[mapserver-users] Image Speed Questions---Generic

Mon Jul 30 13:09:43 PDT 2001

Lowell -

Since November, 1999, the TopoZone has been in the business of serving
"high-res imagery" "for a large spatial extent" by providing USGS DRG
(topographic) maps of the entire US online.  We're now migrating that
application to a MapServer platform so we can add some interesting stuff
to it.  I've been in and out of the PC graphics biz for about 20 years
now, and I've learned a bit about performance.  I wanted to take the
time to write a thorough commentary on raster tips, but that's going to
take me a while.  Here's a shorter version along with a promise for a
more extensive treatment someday as soon as I can.

For computer graphics in general I like to live by two golden rules -
(1) precompute the hell out of everything, and (2) trivially reject as
much as you can as fast as you can.  Here are some notes on both rules.

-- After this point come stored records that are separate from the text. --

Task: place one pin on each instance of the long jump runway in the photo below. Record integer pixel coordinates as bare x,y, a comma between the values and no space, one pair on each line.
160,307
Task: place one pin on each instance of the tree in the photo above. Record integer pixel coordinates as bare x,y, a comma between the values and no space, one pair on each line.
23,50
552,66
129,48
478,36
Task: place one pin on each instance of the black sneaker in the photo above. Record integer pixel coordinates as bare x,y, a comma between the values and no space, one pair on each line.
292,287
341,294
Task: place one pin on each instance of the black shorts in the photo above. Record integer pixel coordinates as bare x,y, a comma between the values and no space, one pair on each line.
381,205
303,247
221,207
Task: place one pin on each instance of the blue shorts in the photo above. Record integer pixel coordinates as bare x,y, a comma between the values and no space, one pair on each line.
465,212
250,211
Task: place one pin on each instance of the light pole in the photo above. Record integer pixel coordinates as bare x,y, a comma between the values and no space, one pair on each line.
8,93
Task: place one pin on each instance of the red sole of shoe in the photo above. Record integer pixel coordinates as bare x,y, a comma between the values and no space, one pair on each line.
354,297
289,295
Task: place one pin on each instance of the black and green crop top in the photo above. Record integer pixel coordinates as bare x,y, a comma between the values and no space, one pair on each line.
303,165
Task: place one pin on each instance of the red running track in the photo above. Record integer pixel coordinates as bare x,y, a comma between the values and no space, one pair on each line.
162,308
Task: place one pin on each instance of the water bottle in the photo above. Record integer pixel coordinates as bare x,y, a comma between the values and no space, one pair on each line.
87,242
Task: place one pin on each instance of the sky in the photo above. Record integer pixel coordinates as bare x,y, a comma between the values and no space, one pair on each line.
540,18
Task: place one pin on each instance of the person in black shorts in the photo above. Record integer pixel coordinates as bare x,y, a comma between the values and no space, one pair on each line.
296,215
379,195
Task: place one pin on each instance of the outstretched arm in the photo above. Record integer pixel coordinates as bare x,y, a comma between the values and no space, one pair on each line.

1. Precompute everything - if you're trying to serve a lot of users on
the Web with relatively inexpensive hardware, you'll find that a fast
RAID-5 SCSI array is much cheaper than lots of RAM and CPU.  Wherever
it's possible, think hard about how you can precompute raster results
rather than doing them on the fly.  Look at a simple case - zooming out
from a raster image that's viewed at 100% (1:1) zoom.  When you zoom out
4x, you're reading 16 times more input pixels than you are writing
output pixels.  At 16x it's 256 times more; you're basically reading a
lot of data and throwing 99.5% of it away.  For the TopoZone site we
chose to offer four fixed zoom levels - period.  They are all
precomputed and there is no on-the-fly scaling.  This is a more
reasonable approach for topo maps, because they're useful (i.e.
readable) only at a relatively small range of scales.  For aerial or
satellite imagery, or other continuous-tone imagery, you can zoom out
farther and still have things work.

Using GDAL support with overviews (built with GDALADDO) is a very easy
way to do this.  Precomputing zoom scales offers a tradeoff between disk
space and speed - the more space you use, the faster things will go.
However, the highest-level overviews require the smallest amount of
space but actually save the most time.  If you created only one 4x
overview, it would (roughly) increase your storage space by only about
7% (since the 4x view is 1/16th the size of the original) but for all
views zoomed out beyond 4x you're going to deal with 1/16th as many
pixels.  Creating lots of overviews (2, 4, 8, 16, 32, etc.) gives you
the best performance, but think very hard about whether you really need
that 2x overview.  Your mileage may vary based on usage, CPU speed, RAM,
disk performance, etc. so you really should test things yourself in your
real environment.

2. Trivially reject as much as you can - "trivial rejection" is the
process of very quickly deciding which input data is not needed in the
output map, and ignoring it as quickly as possible.  For raster data
sets, the way to do this is with a TILEINDEX shapefile.  By reading ONE
input fileset (the TILEINDEX shapefile), you can very quickly determine
exactly which TIFF input files are needed to create the requested map.
This is enormously faster than reading lots of TIFF/GeoTIFF files,
extracting the bounding box from each, and then discovering that you
never needed to open most of them in the first place.  Disk seek time is
expensive compared to sequential reading, so reading 100,000 bytes from
one file is much, much faster than reading 100 bytes from each of 1,000
files.

In addition to these general rules, make sure your images don't make
life difficult for MapServer.  For TIFF images, this particularly means
making sure they are created with only one (or a few) rows per strip.
Some image libraries create single-strip TIFF files, with all the rows
in one strip.  If you are using any sort of data compression (PackBits,
for example) MapServer will need to read and interpret (i.e. decompress)
all the data in that strip up to the point you need.  For example, if
you've got a 7,000-row file in one strip, and you need to display the
bottom few rows of that file, MapServer will need to read from disk AND
decompress essentially the entire file just to get a few lines from it.
If you have one row per strip, you will get less effective compression
(because each row is compressed independently) but you will only need to
read the rows you need.  A compromise with a small number of rows per
strip might give you better compression with acceptable performance.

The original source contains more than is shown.